Matilda Landsman (October 18, 1918- February 18, 1986) was a New York Times employee in the 1950s. She was subpoenaed by the Senate Internal Security Subcommittee in November 1955 during their investigation into Communists in the media. She was one of 34 news media employees to be subpoenaed by the Senate after the testimony of journalist Winston Burdett, a one-time spy for the Soviet Union, in June 1955. Landsman worked as a Linotype operator at the time of her testimony in January 1956. According to allegations from unnamed sources Landsman had voluntarily obtained reassignment from the Times newsroom to the Linotype department, at lower pay, in order to do organizing and recruiting for the Communist Party among members of the powerful and militant typographers union, which was to shut down all the newspapers in New York City in a crippling 114-day 1962–63 New York City newspaper strike which left half the daily papers in New York dead or mortally wounded.
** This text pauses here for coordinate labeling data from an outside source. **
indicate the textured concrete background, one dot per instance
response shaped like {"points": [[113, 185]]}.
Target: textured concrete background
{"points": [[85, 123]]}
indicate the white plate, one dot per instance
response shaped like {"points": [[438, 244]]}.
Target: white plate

In the past she had worked as a stenographer in the Times news and Sunday departments, and as a secretary to Joseph Fels Barnes, editor of the defunct New York Star, the brief-lived successor to the progressive/left daily newspaper PM.

In her testimony she invoked the Fifth Amendment to avoid answering questions about her affiliation with the Communist Party.

Landsman was born in the Bronx on October 18, 1918.